For LSEW3, we focused on ensuring that the technicality of the information presented was improved based on the LSEW2 responses. The organizers ensured that the speakers for each topic were familiar with the audience and that medical vocabulary and concepts were appropriately introduced. In fact, among our LSEW3 responders, satisfaction with amount, clarity, and technicality of information presented were increased from the LSEW2 (Table 2). Through free response items, patients expressed an appreciation for new knowledge and discussion of patient requested topics from the year prior, and identified a need for repeated review of basic LS genetics and further ongoing emotional support through LSPAN.

In the LSEW4 and 5, survey results continued to be generally favorable. Of note, 82 % of respondents in LSEW4 had attended prior MSKCC events, and 57 % of respondents in LSEW5 had attended a prior LSEW or LSPAN. Respondents in these LSEWs expressed appreciation for clarity of descriptions, inclusion of nutrition information, updates on research and novel therapies (e.g., immunotherapy), and information on psychosocial support. Common requests included more updates on research and treatments for LS related cancers, coping with outcomes of prophylactic surgery for LS (e.g., colectomy), and discussing LS with family and especially children.

A majority of respondents in LSEW2 through 5 expressed interest in a secure online communication forum for individuals with LS, and 71 % of respondents in LSEW3 indicated willingness to volunteer in the program and complete a 30-minute training (Table 2).

Support Group

Design of LSPAN was informed by SGNA response data collected during LSEW1 (n = 23 respondents), in which 73 % of respondents felt a support group would be somewhat useful or extremely useful and 57 % felt a support group would have increased utility immediately following genetic testing.
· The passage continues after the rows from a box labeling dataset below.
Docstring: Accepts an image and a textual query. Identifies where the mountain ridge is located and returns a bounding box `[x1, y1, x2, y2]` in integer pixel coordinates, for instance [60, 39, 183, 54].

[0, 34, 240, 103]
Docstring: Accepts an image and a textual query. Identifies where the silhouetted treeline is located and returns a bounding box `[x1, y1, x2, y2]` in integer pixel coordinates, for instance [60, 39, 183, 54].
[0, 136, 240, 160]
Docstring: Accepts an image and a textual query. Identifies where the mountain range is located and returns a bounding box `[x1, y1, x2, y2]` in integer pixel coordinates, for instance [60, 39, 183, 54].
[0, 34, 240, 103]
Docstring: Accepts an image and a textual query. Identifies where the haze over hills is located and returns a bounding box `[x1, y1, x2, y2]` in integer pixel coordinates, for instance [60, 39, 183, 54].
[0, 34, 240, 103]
A total of 87 % of respondents preferred an in-person versus a virtual venue, and 73 % preferred a meeting frequency of every 3–6 months versus monthly.
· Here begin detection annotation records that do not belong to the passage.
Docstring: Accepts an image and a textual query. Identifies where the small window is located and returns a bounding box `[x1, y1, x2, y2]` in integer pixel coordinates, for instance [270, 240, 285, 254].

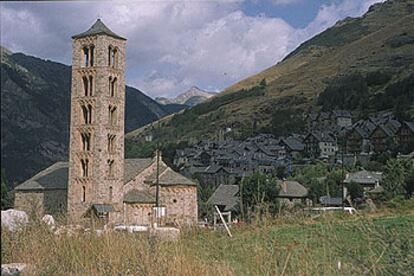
[82, 105, 89, 125]
[108, 134, 116, 153]
[81, 159, 89, 177]
[82, 186, 86, 202]
[109, 78, 117, 97]
[108, 46, 112, 66]
[88, 104, 92, 124]
[82, 77, 89, 97]
[89, 76, 94, 96]
[89, 45, 95, 66]
[108, 106, 117, 126]
[81, 132, 91, 151]
[83, 47, 89, 67]
[108, 160, 114, 177]
[111, 49, 117, 67]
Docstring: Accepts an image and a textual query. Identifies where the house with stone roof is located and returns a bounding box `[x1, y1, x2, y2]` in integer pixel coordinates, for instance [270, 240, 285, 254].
[344, 170, 382, 191]
[15, 19, 197, 226]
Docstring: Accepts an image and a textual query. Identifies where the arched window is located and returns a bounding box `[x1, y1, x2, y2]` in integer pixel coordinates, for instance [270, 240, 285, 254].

Data collected through LSPAN are summarized in Table 3 and Table 4. Across 11 LSPAN sessions, patient evaluations of the clarity of information presented, helpfulness of the meeting, rating of the group leader, and the meeting of expectations were generally quite favorable. The development of an online communication forum was again a common request.

Table 3. Survey Items for ongoing LSPAN Development.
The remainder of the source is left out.